Świat jest w szoku po ujawnieniu przez ukraińskich urzędników i polityków swoich majątków! Musieli je pokazać nie tylko Narodowej Agencji ds. Zapobiegania Korupcji, ale i wszystkim obywatelom. Okazuje się że w tak biednym kraju jak Ukraina wyrosły rekordowe fortuny. „Po opublikowaniu tych deklaracji wszyscy z listy ‘Forbesa’ poczuli się frajerami” - skomentował z przekąsem ukraiński biznesmen Jewhen Czerniak, zajmujący 16-te miejsce na owej liście. Pałace, luksusowe auta, zegarki, dzieła sztuki, a nawet własna cerkiew – tego dorobili się urzędnicy.
Petro Poroszenko (51 l.), prezydent. M.in: 104 firmy, w tym znana wytwórnia czekolady, biżuteria, mieszkania, kilkadziesiąt zabytkowych obrazów, kolekcja rzeźb, ponad 30 milionów dolarów, dwa futra z norek, futro z soboli, torebki Dior i Chanel.
Arsen Awakow (52 l.), minister spraw wewnętrznych. M.in.: Około 2,6 tysiąca srebrnych i złotych monet, setki butelek najdroższych alkoholi warte po kilka tysięcy dolarów, szwajcarskie zegarki, futra z karakułów, norek i soboli, obrazy Picassa.

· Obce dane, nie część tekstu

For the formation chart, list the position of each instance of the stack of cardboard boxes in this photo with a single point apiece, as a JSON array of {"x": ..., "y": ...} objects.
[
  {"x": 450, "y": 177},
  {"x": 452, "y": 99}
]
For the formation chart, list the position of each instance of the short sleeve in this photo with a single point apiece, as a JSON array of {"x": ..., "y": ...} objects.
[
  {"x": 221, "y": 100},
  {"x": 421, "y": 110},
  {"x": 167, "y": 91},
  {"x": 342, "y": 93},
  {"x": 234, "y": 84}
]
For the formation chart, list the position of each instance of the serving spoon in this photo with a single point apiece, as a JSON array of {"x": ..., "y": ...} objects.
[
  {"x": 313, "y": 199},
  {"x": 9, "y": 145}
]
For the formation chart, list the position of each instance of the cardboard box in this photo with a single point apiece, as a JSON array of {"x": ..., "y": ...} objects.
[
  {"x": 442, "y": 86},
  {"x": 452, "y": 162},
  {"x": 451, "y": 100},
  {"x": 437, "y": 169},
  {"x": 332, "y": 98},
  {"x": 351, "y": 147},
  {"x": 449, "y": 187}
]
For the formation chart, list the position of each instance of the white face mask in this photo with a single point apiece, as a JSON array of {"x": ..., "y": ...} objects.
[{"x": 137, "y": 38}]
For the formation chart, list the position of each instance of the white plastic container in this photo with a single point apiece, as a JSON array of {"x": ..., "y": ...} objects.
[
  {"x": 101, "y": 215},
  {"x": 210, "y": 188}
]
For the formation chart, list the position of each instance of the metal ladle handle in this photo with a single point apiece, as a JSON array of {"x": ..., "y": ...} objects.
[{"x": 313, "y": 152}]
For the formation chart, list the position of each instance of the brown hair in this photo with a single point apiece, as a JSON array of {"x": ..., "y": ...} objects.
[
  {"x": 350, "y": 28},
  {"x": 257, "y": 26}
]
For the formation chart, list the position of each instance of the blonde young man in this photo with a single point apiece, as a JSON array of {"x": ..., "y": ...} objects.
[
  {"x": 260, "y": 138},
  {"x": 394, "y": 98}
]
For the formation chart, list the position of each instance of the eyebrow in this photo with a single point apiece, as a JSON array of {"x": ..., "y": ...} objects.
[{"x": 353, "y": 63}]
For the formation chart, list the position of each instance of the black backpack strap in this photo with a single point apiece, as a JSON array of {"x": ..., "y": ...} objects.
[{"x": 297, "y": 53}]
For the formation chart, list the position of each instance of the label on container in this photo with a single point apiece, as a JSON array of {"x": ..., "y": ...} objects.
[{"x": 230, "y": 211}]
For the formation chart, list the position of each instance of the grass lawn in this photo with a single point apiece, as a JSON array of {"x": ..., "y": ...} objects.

ZOBACZ TEŻ: Prezydent Ukrainy pokazał swój majątek
Wołodymyr Hrojsman (38 l.), premier. M.in.: około 6 milionów hrywien, kolekcja luksusowych zegarków takich jak Rolex, Breguet, Boucheron warte po kilkaset dolarów każdy. Siedem nieruchomości, cztery działki.
Anatolij Matwiejnko (63 l.), zastępcy szefa frakcji parlamentarnej Bloku Petra Poroszenki. M.in. 1,8 miliona hrywien i własna cerkiew w obwodzie winnickim.
Oleg Liaszko, przywódca Partii Radykalnej. M.in.: prawie trzy milion hrywien, 740 tysięcy dolarów i 90 tysięcy euro. Polityk wpisał do swojej deklaracji także… widły, z którymi pozował w ukraińskiej koszuli na swoim plakacie wyborczym.